Well, that's more-or-less true although in practice you don't know what
CSS properties and values the UA implements, so you don't know which it
actually would apply even without a user stylesheet.
> So the only properties I may find useful to know the values
> are UA default, that should be consistent across different platform and
> browser.
I disagree that they "should" be consistent, though obviously there are
market pressures towards making them so and it's helpful to have a
specification for mimicking common presentation.
> http://www.w3.org/TR/CSS21/cascade.html#cascade
>
> In other words, the values cannot be known for sure until you query
> them.
>
> Even if you mandated precise user agent defaults, the values still
> could not be known for sure until you queried them, because of user
> preferences, user stylesheets, and publisher styles.
>
>
> If you mandate strict UA default, and the publisher (I repeat, I am the
> author, I know what I write) overrides them, he may be sure that: either
> it will look as no default style applied at all, or any additional
> property that applies has been set by the user (so it is not my problem,
> he wanted all the <a>s to be purple on yellow background, even if it
> looks horrible to me)
That's true (except for the practical support problem mentioned above),
but that's different to knowing the applied value.

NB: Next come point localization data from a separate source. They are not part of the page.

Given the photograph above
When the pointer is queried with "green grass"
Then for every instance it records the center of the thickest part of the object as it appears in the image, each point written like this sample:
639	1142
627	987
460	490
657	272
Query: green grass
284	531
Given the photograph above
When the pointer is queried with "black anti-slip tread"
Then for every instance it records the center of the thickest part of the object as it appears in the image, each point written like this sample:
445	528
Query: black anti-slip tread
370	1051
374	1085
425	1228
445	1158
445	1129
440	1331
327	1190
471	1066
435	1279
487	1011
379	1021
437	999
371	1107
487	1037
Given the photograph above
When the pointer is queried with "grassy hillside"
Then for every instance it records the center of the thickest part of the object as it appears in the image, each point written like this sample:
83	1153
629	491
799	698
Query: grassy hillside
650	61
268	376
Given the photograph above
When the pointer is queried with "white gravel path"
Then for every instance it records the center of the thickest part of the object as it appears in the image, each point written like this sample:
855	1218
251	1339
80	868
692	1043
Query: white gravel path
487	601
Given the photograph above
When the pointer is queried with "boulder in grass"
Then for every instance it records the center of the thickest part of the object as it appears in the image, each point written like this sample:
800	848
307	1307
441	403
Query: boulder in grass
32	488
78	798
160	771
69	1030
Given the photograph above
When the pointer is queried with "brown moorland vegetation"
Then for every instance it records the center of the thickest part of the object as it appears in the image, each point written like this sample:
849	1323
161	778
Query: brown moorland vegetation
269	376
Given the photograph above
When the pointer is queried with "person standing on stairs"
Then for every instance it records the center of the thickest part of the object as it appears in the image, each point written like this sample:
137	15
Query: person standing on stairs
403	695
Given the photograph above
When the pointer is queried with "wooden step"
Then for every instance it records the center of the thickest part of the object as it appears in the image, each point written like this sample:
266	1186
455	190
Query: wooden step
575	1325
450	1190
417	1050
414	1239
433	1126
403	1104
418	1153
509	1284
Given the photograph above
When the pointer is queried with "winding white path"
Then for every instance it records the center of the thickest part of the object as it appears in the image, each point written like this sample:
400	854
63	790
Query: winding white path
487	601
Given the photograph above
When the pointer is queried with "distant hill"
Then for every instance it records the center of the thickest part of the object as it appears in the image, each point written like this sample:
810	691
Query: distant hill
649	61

> There's a recursion problem there.
>
> User agents may derive the effects of "appearance" from user-agent
> default stylesheets:
>
> http://www.w3.org/TR/css3-ui/#appearance
>
>
> UA must derive the appearance effects from the user agent skin, widgets
> theme or native platform widgets (ie the common controls on win or the
> Gtk / Qt themes in Linux). Those settings are not part of the UA default
> style sheet, are not necessarily expressed in CSS, and do not take part
> in the cascade.
The draft specification for "appearance" says:
"This specification does not define the term 'platform'.
"For example, it could be the native graphical rendering engine of the
operating system, or it could be a user-agent-specific skin."
As far as I can see, there's nothing in the spec to prevent the
"user-agent-specific skin" being expressed as a user-agent default
stylesheet, or to prevent a user-agent developer interpreting "platform"
as equivalent to the user-agent default stylesheet.
If there is something, please cite it.
> HTML5 should not mandate the UA present <a>s in blue, but it should
> mandate the UA present <a>s like links (appearance:hyperlink).
>
>
> How would you test whether a UA complied with that requirement or
> not? Purely by testing the value of the appearance property applied
> to the element with a default configuration?
>
> 1) you test the conformance to HTML5 by testing the value of appearance
> and the semantics of the element (it must be an hyper-link, if you want
> normative rendering or not)
> 2) you test the conformance to CSS3 UI by testing the look and feel of
> the elements, and comparing it to the standard look and feel for that
> platform, skin, them, etc.
I think the lack of definition of "platform" probably makes (2)
untestable, and that undermines the value of (1).